Art Pope, who is the chairman of Raleigh-based Variety Wholesalers, the parent of Rose’s, told TBJ that North Carolina families and businesses “who have been paying taxes in North Carolina for decades” should not have to subsidize the relocation of a major company – “especially if they’re going to compete with them.”
Amazon is run by Jeff Bezos, one of the world's richest men, who also owns The Washington Post.
Amazon, the seller, is now the shopper
Amazon is shopping for the best package it can get for the building of a second headquarters beyond its current HQ in downtown Seattle. The bidding for the project is expected to reach billions of dollars.
The company has outlined a long list of criteria that it says must be met in order to land the project, the winner of which is expected to be announced in 2018.
Among the stipulations are workforce availability, a metro area of sufficient size close to transportation hubs such as an international airport and quality of life.
Amazon already has a growing presence across North Carolina, from distribution centers in the Triangle and near Charlotte while also providing its "Prime" delivery service for groceries and much more. It currently has some 2,000 employees with thousands more to be added on a temporary basis for the holidays.
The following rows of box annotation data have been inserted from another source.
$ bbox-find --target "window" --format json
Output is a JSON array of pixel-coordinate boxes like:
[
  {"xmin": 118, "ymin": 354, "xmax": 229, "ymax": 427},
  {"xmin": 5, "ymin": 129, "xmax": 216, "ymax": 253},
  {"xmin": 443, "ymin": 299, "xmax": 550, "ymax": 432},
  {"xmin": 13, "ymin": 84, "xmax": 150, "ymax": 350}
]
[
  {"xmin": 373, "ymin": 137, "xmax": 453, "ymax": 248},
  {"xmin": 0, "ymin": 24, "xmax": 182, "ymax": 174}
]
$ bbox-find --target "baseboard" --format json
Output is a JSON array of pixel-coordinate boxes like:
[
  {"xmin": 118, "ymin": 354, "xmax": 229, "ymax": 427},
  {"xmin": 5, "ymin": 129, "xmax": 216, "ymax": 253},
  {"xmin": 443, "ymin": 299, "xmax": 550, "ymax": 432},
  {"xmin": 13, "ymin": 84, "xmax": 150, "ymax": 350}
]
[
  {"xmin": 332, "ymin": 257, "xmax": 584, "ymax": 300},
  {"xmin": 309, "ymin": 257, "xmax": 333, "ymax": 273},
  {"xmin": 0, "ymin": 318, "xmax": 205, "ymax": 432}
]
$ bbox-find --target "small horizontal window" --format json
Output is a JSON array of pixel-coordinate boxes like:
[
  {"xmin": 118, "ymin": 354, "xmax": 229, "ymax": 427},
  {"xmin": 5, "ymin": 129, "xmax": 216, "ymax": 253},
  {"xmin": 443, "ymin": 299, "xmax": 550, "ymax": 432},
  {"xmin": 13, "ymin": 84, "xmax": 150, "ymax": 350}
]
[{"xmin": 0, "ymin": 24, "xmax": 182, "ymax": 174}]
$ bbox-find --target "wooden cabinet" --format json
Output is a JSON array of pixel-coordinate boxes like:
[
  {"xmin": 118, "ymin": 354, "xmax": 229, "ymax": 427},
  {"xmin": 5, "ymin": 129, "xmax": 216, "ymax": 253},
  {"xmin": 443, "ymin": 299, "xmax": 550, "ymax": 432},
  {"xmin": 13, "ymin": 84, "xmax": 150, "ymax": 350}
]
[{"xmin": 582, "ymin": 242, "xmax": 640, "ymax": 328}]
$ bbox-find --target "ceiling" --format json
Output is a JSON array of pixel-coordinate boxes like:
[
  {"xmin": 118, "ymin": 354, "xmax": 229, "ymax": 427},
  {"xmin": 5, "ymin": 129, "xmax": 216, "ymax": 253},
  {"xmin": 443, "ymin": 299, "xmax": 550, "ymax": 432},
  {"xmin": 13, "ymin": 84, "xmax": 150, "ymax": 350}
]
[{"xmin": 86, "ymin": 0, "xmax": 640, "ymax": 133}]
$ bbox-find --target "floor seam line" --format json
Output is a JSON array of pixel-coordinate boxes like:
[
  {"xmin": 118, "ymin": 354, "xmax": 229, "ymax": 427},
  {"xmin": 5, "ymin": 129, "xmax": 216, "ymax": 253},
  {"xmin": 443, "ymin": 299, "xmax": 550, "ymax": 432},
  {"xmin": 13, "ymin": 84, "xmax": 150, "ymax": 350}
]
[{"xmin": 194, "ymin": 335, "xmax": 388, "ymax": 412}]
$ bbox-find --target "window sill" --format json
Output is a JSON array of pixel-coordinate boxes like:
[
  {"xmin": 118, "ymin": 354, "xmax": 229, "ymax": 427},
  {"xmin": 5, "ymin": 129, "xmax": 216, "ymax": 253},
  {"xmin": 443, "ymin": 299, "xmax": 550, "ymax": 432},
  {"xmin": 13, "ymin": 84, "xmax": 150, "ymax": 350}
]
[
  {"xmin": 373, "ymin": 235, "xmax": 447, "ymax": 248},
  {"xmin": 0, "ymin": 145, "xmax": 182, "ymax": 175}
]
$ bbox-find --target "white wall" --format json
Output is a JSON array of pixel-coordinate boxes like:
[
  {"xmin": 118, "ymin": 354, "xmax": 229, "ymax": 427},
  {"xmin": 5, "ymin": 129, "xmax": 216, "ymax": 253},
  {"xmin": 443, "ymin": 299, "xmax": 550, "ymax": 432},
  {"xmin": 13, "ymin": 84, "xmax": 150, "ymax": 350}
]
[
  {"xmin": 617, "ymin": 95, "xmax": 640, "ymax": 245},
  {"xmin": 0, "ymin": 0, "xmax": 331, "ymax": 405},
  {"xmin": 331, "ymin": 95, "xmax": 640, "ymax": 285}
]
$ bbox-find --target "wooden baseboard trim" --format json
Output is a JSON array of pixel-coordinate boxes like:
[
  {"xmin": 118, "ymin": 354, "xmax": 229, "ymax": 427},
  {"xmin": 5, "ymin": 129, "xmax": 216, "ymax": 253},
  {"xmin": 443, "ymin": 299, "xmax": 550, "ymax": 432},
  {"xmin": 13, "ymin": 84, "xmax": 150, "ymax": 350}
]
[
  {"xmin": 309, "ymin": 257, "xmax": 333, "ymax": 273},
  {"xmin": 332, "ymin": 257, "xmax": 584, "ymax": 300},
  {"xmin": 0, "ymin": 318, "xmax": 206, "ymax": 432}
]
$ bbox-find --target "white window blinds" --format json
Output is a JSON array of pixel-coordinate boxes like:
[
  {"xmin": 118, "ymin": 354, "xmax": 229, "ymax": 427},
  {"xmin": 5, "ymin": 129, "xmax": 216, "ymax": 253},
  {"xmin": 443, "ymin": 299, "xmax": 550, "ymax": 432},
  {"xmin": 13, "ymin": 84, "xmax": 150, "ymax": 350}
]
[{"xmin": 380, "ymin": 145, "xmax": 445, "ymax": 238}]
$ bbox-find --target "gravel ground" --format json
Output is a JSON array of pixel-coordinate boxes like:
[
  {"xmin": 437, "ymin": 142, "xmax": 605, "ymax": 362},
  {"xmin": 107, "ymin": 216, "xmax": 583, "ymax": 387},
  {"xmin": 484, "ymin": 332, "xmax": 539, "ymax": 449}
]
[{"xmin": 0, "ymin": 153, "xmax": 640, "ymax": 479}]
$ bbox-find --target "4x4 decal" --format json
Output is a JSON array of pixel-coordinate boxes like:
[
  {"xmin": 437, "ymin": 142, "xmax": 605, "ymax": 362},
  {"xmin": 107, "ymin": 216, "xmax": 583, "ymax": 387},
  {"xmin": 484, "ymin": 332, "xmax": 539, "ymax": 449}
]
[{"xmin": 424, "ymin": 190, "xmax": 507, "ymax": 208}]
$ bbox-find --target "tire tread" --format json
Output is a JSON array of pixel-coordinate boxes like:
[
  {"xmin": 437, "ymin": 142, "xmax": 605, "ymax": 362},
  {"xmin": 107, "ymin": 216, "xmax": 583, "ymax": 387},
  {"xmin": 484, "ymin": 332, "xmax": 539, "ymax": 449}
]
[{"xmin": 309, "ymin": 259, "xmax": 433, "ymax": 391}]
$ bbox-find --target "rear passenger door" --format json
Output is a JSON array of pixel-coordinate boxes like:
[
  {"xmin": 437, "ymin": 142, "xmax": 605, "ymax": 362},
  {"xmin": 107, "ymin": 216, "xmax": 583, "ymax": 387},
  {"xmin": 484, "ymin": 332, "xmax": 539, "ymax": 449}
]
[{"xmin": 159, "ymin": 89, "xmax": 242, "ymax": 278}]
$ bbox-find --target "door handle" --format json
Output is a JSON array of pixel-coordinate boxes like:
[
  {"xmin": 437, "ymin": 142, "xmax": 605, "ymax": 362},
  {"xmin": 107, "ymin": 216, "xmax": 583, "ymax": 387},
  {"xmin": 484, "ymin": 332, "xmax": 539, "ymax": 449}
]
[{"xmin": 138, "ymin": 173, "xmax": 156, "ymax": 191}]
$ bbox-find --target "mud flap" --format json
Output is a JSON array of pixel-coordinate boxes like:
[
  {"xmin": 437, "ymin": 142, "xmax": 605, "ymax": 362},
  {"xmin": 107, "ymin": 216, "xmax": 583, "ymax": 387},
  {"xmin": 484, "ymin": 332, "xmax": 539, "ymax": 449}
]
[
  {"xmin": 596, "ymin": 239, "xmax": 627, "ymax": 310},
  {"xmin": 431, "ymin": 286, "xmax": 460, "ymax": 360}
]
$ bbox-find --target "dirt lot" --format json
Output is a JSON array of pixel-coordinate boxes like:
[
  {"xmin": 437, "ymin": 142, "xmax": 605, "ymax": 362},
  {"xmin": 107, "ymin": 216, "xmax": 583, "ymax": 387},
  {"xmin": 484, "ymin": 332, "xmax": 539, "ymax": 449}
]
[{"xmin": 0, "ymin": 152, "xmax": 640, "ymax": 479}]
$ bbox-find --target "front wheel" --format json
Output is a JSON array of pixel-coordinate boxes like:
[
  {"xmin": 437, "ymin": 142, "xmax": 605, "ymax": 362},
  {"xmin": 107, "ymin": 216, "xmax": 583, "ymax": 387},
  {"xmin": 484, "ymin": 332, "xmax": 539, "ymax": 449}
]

Triangle leaders in partnership with the N.C. Department of Commerce, the Economic Development Partnership for North Carolina and the Research Triangle Regional Partnership have already formed a task force to prepare a bid for the project.
Responses are due to Amazon by Oct. 19.
TBJ series finds Amazon welcome despite long-term questions
“While states and localities actively vie for an Amazon presence, our reporting shows that the jury is still out on whether jobs and economic benefits materialize as promised. Amazon’s precision and need for speed creates a tidal wave for localities, challenging them to offer incentives without the time to weigh and vet the long-term impacts,” said Jon Wile, vice president of content at The Business Journals.
“Although there has been a great deal of transaction-by-transaction reporting on Amazon’s real estate deals and the jobs that its facilities produce, 'The Amazon Effect' brings it all together to paint a fuller picture of the company and its impact on local economies.”
The series notes that Amazon projects are often welcome in their communities despite mixed results.
“Unlike other companies that have extracted major incentives and subsidies from local governments, Amazon does not draw skepticism and ire. In fact, as the current high-profile bidding for HQ2 demonstrates, they are welcomed with open arms,” Wile said.
"The Amazon Effect" findings
TBJ cites the following as what the media group considers its primary findings:
• An analysis of public records and financial filings from across the U.S. reveals that taxpayer subsidies helped support the construction or expansion of Amazon’s sprawling network of more than 257 fulfillment and distribution facilities, a nearly 150 million-square-foot portfolio of facilities housing hundreds of thousands of workers in 33 states.
• The returns on these public investments are mixed, with Amazon being a savior to some communities and disrupter to the retail economy in others. In San Marcos, Texas, and Tracy, Calif., jobs created were double or even triple expectations while in Stoughton, Mass., and Miami, job totals and wages fell short, sparking accusations that Amazon made misleading promises.
• The returns for taxpayer subsidies were often low-wage warehouse functions that by the company’s own admission are likely to be replaced by robots in the near future.
• The Business Journals found examples in which elected officials, operating on the belief that any jobs are better than no jobs, waived wage requirements so Amazon could qualify for particular taxpayer subsidies or incentive plans. These moves cost localities millions in tax incentives for an Amazon presence that then contributed to the disruption of the local economy.
• Amazon made dramatic increases in its lobbying efforts in Washington, employing 77 lobbyists this year.
• Amazon lobbying efforts target taxes – Amazon filed the most reports (17) on tax policy of any U.S. company this year. The company also filed on anti-trust issues. And it shifted other lobbying efforts from postal rate controls to legislation that would affect Amazon’s ability to deploy drones.